You can also run Vector with Python's SimpleHTTPServer:

$ cd vector/app
$ python -m SimpleHTTPServer 8080

Then open Vector on your browser:

http://localhost:8080

And enter the hostname from the server you plan on monitoring. That's it!

Widgets & Dashboards
Vector's UI is based on dashboards and widgets. You can have one dashboard per browser tab/window. Dashboards are completely configurable and can have multiple widgets. Currentl.y there are no limits on the amount of widgets a dashboard can contain, but real-time rendering of multiple charts can consume a significant amount of CPU and slow down the application. Currently, changes made to dashboards are not persisted.

Window & Interval
Vector's UI aims to be extremely simple. Besides the hostname, there are only two configuration options, window and interval. The window option allows the user to select the rolling window size, represented in minutes, for all widgets in a dashboard. The interval option allows the user to select the metric polling interval, represented in seconds.

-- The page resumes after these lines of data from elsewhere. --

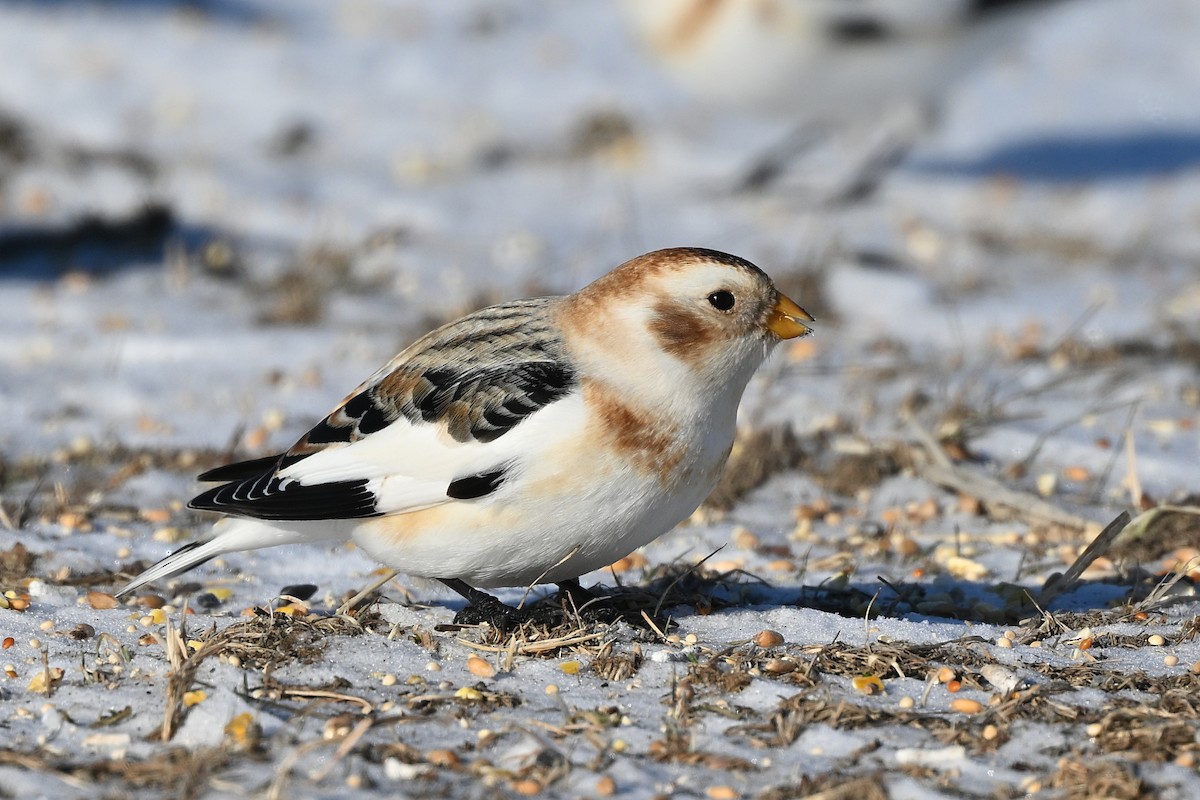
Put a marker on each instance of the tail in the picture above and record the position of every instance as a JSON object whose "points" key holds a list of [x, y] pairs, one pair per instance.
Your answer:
{"points": [[232, 534]]}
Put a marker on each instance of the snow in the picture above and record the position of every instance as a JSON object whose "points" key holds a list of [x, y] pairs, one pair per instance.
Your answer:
{"points": [[406, 161]]}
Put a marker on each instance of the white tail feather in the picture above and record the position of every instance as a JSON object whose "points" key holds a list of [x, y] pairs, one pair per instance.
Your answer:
{"points": [[231, 535]]}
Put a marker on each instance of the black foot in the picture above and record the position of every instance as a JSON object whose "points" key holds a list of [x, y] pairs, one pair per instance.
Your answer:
{"points": [[484, 607], [597, 608]]}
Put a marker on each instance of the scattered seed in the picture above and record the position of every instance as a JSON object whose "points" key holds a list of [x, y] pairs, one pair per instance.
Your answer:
{"points": [[966, 705], [779, 666], [442, 758], [527, 787], [480, 667], [100, 600], [868, 684], [337, 727]]}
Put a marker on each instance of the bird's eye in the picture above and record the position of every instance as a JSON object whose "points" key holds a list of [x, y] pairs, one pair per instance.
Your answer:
{"points": [[721, 300]]}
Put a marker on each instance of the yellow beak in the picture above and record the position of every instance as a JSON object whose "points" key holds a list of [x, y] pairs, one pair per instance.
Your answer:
{"points": [[784, 319]]}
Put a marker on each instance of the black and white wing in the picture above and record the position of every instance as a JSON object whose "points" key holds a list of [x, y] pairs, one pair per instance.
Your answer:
{"points": [[439, 422]]}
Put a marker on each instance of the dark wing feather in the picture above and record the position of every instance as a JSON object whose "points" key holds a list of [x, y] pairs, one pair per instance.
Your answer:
{"points": [[479, 377], [269, 497], [241, 469]]}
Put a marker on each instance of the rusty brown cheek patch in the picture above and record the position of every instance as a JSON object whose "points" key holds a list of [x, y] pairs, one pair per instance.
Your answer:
{"points": [[648, 444], [682, 332], [397, 388]]}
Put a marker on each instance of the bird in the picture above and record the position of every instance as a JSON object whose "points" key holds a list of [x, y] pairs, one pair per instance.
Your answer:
{"points": [[826, 64], [529, 441]]}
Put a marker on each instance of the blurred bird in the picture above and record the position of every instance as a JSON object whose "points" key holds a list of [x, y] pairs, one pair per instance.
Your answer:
{"points": [[823, 62], [526, 443]]}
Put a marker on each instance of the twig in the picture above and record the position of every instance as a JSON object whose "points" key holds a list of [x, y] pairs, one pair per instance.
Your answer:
{"points": [[1057, 583], [343, 749], [965, 480], [683, 575], [349, 605]]}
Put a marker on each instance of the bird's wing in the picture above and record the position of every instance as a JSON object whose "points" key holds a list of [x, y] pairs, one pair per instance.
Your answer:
{"points": [[432, 426]]}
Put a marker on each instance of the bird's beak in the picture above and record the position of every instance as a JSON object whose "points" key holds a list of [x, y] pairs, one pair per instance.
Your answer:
{"points": [[784, 319]]}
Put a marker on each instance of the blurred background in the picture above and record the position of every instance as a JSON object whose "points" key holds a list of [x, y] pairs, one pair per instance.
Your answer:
{"points": [[216, 216]]}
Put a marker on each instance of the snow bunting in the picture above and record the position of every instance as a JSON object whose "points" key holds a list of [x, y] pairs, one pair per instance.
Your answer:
{"points": [[526, 443]]}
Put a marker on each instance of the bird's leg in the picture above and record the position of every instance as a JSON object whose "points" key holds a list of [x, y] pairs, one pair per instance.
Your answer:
{"points": [[483, 607], [601, 609]]}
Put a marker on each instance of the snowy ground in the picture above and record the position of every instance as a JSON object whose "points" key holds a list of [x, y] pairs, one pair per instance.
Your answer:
{"points": [[217, 217]]}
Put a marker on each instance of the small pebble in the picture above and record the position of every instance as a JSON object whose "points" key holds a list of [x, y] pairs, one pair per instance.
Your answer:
{"points": [[966, 705], [526, 787], [442, 758], [779, 666]]}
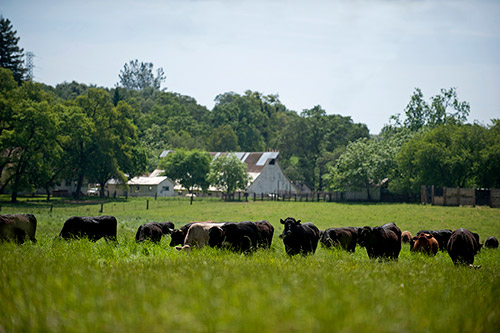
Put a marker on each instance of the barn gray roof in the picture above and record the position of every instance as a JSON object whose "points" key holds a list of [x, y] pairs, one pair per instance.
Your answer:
{"points": [[256, 161]]}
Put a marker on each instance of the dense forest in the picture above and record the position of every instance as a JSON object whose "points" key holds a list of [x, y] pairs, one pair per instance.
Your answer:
{"points": [[80, 132]]}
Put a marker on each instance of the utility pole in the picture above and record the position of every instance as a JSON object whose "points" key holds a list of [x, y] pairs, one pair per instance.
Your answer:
{"points": [[29, 65]]}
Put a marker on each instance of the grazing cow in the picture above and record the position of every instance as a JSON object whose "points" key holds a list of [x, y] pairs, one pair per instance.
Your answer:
{"points": [[442, 236], [346, 237], [239, 237], [197, 235], [406, 237], [425, 243], [462, 247], [179, 235], [18, 227], [153, 231], [93, 227], [491, 243], [381, 242], [265, 233], [299, 238]]}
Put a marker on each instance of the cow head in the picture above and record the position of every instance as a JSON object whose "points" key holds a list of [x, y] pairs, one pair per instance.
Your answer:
{"points": [[166, 227], [177, 237], [290, 225]]}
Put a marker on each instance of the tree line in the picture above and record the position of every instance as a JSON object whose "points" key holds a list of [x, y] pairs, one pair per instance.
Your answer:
{"points": [[83, 132]]}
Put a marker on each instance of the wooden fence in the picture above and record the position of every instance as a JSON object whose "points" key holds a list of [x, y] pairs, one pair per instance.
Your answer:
{"points": [[457, 196]]}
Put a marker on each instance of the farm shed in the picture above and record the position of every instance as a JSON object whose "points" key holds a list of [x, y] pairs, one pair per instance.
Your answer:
{"points": [[159, 186]]}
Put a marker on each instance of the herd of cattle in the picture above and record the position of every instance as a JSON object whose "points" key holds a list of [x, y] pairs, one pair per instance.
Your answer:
{"points": [[383, 242]]}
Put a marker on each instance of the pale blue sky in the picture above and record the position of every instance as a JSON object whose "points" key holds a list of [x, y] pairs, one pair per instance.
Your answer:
{"points": [[355, 58]]}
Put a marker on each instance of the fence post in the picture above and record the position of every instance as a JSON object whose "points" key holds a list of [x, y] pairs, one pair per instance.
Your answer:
{"points": [[432, 195]]}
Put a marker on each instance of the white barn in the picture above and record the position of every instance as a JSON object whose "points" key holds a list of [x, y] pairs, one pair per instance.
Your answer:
{"points": [[159, 186], [266, 175]]}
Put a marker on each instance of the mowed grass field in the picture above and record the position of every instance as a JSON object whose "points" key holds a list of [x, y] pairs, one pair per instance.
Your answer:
{"points": [[80, 286]]}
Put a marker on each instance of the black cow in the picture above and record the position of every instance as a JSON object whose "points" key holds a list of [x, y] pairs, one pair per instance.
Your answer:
{"points": [[153, 231], [463, 246], [442, 236], [92, 227], [381, 242], [346, 237], [239, 237], [178, 235], [491, 243], [265, 233], [299, 238], [18, 227]]}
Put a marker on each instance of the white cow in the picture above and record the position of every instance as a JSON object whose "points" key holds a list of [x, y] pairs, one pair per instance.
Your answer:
{"points": [[197, 235]]}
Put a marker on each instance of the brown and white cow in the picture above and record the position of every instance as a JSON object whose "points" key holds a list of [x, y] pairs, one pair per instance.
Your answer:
{"points": [[425, 243], [197, 235]]}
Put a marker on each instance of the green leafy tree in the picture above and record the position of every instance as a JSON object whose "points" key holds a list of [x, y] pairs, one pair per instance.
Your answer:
{"points": [[28, 141], [489, 170], [448, 155], [188, 168], [223, 138], [139, 75], [101, 141], [228, 173], [11, 55], [365, 162], [444, 108], [314, 138]]}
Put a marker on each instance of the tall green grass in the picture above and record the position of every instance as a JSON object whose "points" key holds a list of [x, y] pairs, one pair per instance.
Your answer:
{"points": [[82, 286]]}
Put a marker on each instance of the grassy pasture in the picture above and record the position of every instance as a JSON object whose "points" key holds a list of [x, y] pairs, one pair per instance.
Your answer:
{"points": [[81, 286]]}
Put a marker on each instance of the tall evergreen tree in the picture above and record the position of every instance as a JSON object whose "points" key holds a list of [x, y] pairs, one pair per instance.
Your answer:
{"points": [[11, 55]]}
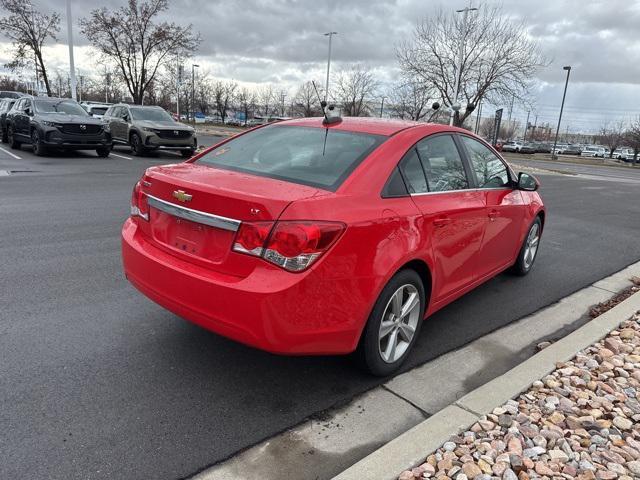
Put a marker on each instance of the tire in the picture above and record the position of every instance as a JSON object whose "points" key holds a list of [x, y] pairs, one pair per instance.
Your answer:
{"points": [[103, 152], [528, 251], [374, 354], [38, 148], [136, 145], [11, 138]]}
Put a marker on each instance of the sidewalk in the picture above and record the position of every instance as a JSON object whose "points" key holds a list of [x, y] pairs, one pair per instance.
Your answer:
{"points": [[575, 415]]}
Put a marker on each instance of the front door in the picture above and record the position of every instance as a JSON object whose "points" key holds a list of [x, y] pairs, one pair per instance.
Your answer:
{"points": [[504, 208], [453, 214]]}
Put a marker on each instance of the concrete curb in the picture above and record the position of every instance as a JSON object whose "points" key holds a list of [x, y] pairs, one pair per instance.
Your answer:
{"points": [[412, 447]]}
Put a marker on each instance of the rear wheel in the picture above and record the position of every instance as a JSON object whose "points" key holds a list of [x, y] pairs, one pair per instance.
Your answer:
{"points": [[394, 324], [11, 138], [103, 151], [136, 145], [38, 147], [529, 249]]}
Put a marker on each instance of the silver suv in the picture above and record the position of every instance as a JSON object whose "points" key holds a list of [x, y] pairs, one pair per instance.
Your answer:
{"points": [[147, 128]]}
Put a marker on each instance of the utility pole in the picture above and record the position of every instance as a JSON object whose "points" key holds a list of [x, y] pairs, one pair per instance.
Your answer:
{"points": [[462, 40], [72, 68], [526, 127], [193, 90], [326, 88], [566, 83]]}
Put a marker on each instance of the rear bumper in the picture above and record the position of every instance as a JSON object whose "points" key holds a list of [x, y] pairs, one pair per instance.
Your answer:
{"points": [[270, 309]]}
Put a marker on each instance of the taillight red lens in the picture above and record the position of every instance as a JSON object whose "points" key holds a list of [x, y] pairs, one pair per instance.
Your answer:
{"points": [[251, 237], [139, 204], [292, 245]]}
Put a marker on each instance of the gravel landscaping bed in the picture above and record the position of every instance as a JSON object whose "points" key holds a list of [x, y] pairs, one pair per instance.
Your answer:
{"points": [[580, 422]]}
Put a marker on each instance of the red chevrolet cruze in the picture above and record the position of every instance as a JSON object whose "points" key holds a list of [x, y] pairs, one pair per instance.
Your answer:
{"points": [[310, 237]]}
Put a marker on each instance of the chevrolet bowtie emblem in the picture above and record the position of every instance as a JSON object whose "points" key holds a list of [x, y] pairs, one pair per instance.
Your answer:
{"points": [[181, 196]]}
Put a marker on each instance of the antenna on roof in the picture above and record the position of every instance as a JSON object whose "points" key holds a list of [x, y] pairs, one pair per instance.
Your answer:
{"points": [[323, 105]]}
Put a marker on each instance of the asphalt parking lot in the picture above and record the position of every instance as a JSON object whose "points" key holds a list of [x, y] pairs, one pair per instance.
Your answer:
{"points": [[97, 382]]}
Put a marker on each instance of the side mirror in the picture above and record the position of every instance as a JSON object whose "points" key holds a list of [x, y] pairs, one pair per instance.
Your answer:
{"points": [[527, 182]]}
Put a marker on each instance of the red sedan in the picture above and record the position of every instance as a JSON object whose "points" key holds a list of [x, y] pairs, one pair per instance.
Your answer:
{"points": [[308, 237]]}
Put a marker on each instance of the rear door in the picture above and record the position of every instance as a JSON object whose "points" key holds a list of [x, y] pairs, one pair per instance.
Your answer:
{"points": [[504, 207], [453, 213]]}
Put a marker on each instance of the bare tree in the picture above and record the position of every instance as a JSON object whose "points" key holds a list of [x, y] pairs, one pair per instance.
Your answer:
{"points": [[223, 97], [28, 29], [266, 100], [136, 42], [246, 103], [353, 87], [632, 137], [411, 100], [612, 135], [499, 58], [306, 102]]}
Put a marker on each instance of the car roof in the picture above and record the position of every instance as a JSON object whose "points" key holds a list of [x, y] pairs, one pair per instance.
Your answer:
{"points": [[371, 125]]}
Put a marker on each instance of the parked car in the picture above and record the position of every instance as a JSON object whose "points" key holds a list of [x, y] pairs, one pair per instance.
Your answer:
{"points": [[148, 128], [55, 123], [96, 109], [11, 94], [622, 153], [308, 237], [254, 122], [5, 105], [572, 150], [592, 151], [527, 148]]}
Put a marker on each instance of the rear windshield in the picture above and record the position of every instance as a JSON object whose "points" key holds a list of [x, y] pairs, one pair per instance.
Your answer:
{"points": [[317, 157]]}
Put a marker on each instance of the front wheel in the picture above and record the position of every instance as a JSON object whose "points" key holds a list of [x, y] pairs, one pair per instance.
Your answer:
{"points": [[103, 152], [136, 145], [38, 147], [394, 324], [11, 137], [529, 249]]}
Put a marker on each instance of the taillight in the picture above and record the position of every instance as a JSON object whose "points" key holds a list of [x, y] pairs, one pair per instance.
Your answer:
{"points": [[139, 204], [292, 245]]}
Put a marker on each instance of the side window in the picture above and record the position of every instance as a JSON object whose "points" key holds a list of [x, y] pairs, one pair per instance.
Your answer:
{"points": [[442, 164], [412, 172], [490, 171]]}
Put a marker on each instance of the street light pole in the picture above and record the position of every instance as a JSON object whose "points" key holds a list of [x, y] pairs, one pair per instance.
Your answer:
{"points": [[193, 91], [72, 68], [326, 88], [460, 55], [566, 83]]}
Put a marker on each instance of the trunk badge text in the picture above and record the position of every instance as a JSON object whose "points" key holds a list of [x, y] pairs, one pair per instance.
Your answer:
{"points": [[181, 196]]}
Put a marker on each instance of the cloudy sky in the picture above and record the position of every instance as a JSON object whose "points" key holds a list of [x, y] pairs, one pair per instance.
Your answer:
{"points": [[281, 42]]}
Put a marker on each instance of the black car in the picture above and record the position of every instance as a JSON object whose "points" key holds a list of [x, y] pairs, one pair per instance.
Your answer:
{"points": [[58, 123], [5, 105]]}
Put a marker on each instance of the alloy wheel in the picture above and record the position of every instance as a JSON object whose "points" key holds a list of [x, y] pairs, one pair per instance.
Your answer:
{"points": [[399, 323], [531, 248]]}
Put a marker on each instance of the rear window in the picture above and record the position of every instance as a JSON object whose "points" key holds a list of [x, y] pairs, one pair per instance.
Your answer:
{"points": [[318, 157]]}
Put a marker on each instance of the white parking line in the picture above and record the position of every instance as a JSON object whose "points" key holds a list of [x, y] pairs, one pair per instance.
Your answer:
{"points": [[11, 154]]}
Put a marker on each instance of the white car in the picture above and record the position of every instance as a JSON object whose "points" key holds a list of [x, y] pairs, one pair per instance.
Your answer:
{"points": [[623, 153], [591, 151]]}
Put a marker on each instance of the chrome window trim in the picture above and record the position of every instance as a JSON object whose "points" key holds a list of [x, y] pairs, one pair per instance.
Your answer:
{"points": [[458, 191], [197, 216]]}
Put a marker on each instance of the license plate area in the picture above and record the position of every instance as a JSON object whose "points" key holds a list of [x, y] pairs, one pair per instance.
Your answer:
{"points": [[190, 238]]}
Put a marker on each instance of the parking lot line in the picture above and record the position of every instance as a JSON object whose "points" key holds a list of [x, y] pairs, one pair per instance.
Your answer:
{"points": [[11, 154], [120, 156]]}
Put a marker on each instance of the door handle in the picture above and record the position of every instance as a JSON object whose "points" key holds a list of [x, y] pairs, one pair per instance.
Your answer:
{"points": [[442, 221]]}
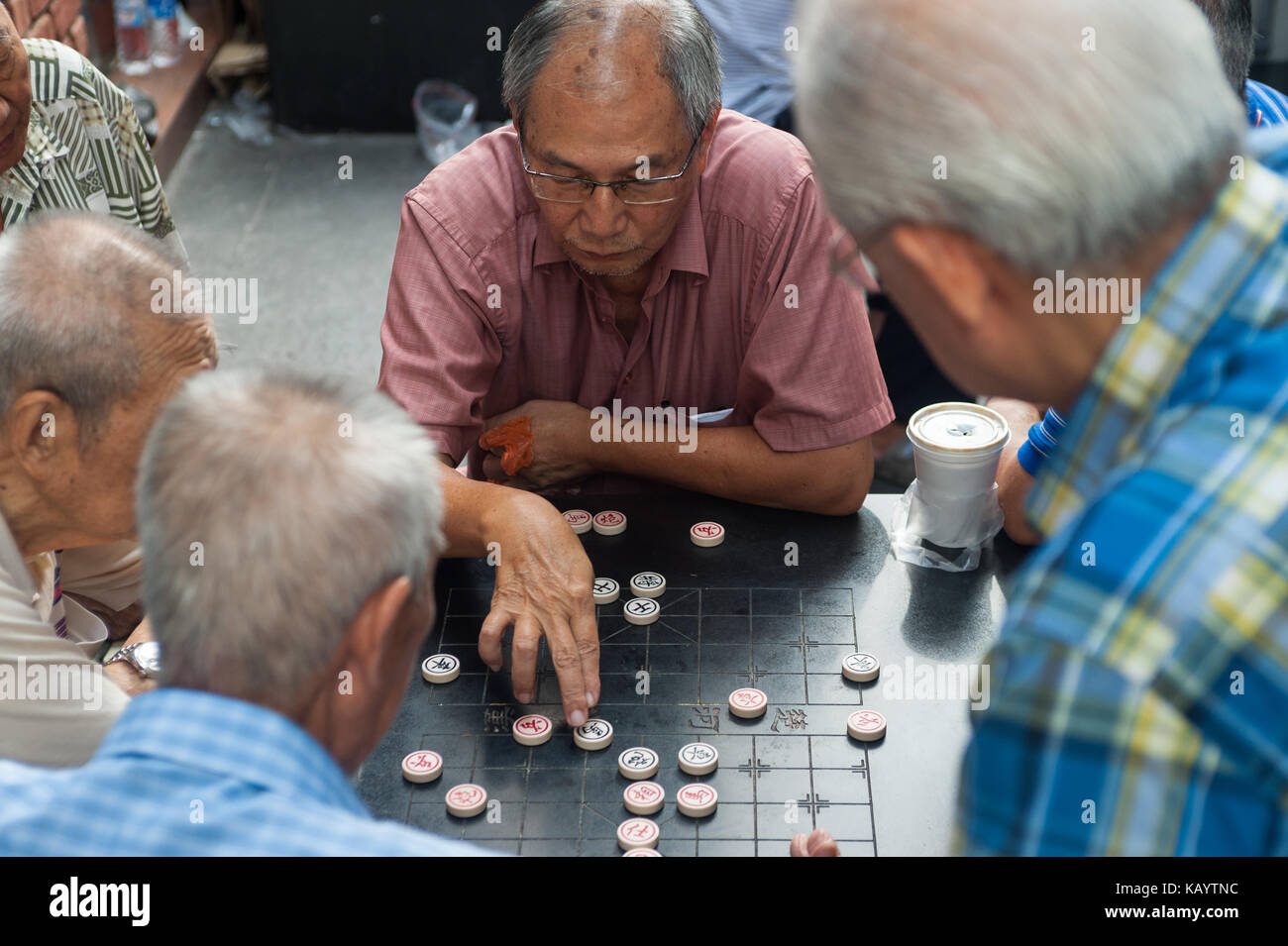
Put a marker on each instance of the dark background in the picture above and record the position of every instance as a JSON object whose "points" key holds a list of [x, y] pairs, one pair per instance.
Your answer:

If you have many widgets in a dashboard and the application starts to show signs of slowness, you should be able to decrease the window size and/or increase the interval to reduce CPU utilization.

Dashboards & Widgets

Vector comes with a predefined set of widgets and dashboards that can be easily extended. Here is a short list of metrics available by default.

CPU

  • Load Average
  • Runnable
  • CPU Utilization
  • Per-CPU Utilization
  • Context Switches

Memory

  • Memory Utilization
  • Page Faults

Disk

  • Disk IOPS
  • Disk Throughput
  • Disk Utilization
  • Disk Latency

Network

  • Network Drops
  • TCP Retransmits
  • TCP Connections
  • Network Throughput
  • Network Packets
Currently, there are only two pre-configured dashboards on Vector. The "default" dashboard, with a set commonly used widgets, and an empty dashboard. To change dashboards, click on the "widget" drop-down menu and select the desired dashboard.

Next Steps

  • More widgets and dashboards
  • User-defined dashboards
  • Metric snapshots
  • CPU Flame Graphs
  • Disk Latency Heat Maps
  • Integration with Servo
  • Support for Cassandra

Conclusion

Observability is key to understanding how an application behaves under certain conditions and is paramount to successfully troubleshoot any performance issue. Vector allows us to closely monitor hosts in near real-time and easily correlate metrics, making them accessible to every engineer, simplifying the process of troubleshooting issues. It proved to be an invaluable tool to help us achieve great performance and we plan to continue building and improving it!

You can find Vector on GitHub and on netflix.github.io!